The other two parts of the package, HP 4476 And GB 4477would then create the Institutional Desecration Act, which makes the mutilation, destruction, and targeted vandalism of property such as places of worship, cultural community centers, and businesses a hate crime.
The fines and penalties imposed under these warrants vary, ranging from imprisonment of up to 93 days, a fine of up to $500, or both for someone who causes damages of less than $200 and has no prior convictions to up to 10 years in prison. , and fines of up to $15,000 or both for damages valued at $20,000 or more, regardless of prior convictions.
Attorney General Dana Nessel and Wayne County District Attorney Kim Worthy testified in support of the legislation on Tuesday. Both spoke of the need to update the law, which has not been addressed since it was signed into law 35 years ago.

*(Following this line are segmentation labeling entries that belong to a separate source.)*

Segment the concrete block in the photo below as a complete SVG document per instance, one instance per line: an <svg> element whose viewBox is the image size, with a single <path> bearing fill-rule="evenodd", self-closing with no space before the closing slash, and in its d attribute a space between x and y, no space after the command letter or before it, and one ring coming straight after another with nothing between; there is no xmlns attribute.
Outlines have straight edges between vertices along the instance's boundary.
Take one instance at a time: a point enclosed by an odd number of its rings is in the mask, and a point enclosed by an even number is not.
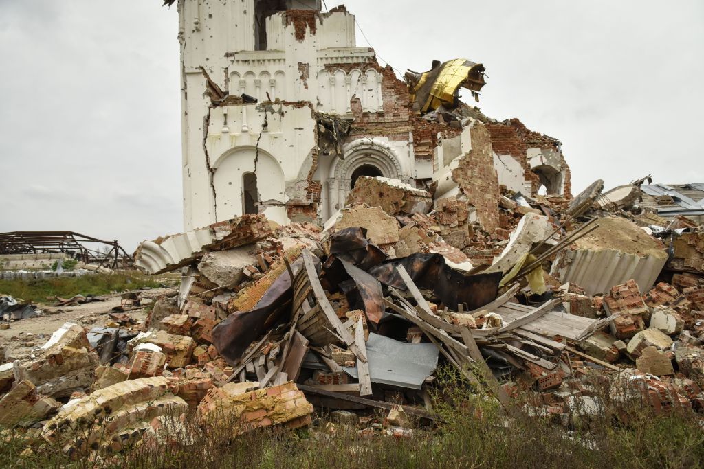
<svg viewBox="0 0 704 469"><path fill-rule="evenodd" d="M636 368L643 373L649 373L655 376L674 374L672 361L670 356L654 347L643 349L641 356L636 359Z"/></svg>
<svg viewBox="0 0 704 469"><path fill-rule="evenodd" d="M650 323L648 327L658 329L668 335L673 335L679 334L684 328L684 320L674 309L665 306L658 306L655 307L650 315Z"/></svg>
<svg viewBox="0 0 704 469"><path fill-rule="evenodd" d="M626 347L626 353L635 360L641 356L646 347L653 347L658 350L669 350L672 339L658 329L645 329L633 336Z"/></svg>
<svg viewBox="0 0 704 469"><path fill-rule="evenodd" d="M198 271L208 280L221 287L233 288L246 279L243 271L256 264L256 256L249 253L250 246L242 246L215 252L208 252L198 264Z"/></svg>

“I feel, at times, that I can’t properly represent my constituents because we don’t have the tools as prosecutors to protect people from certain crimes,” Worthy said. “I don’t know about you, but you feel so bad for weeks on end when you look at… someone who’s been a victim of a hate crime, and you look them in the face and tell them because of Michigan law, there’s nothing I can do for you.
Michigan enacted its initial hate crime law in 1988 after the murder of Vincent Chen. A Chinese American from Highland Park, Chen was beaten to death in 1982 after two auto workers thought he was of Japanese descent.
His killing came during a period of heightened anti-Japanese sentiment in the United States, with both men blaming Chen and his heritage for the success of Japan’s burgeoning auto industry within the United States.
In his testimony, Nessel said the need for stronger hate crime laws was preventive and aimed at preventing smaller, but hate-motivated crimes from turning into more serious crimes.
“These hate crime laws are to prevent murder,” Nessel said. “In the dozens of very serious, bias-motivated, bias-motivated murders and attempted murders…that I have dealt with, the defendant did not start out by killing people – or attempting to kill people. There were always less serious assaults, or sometimes damage to property, that occurred before the murder.
Data for Michigan State collected by US Department of Justice 2020 He noted that nearly 78% of hate crimes reported within the country were committed by one person against another, and bias against a person’s race, ethnicity or origin was the motive in just over 72% of reported cases.
However, the way hate crime data is collected at the federal level changed in 2021, leading law enforcement agencies to get involved according to Michigan-focused hate crime statistics for 2021 Provided by the US Department of Justice.
Since the bills did not receive a vote on Tuesday, they will await further consideration before being voted on in the House of Representatives at a later date.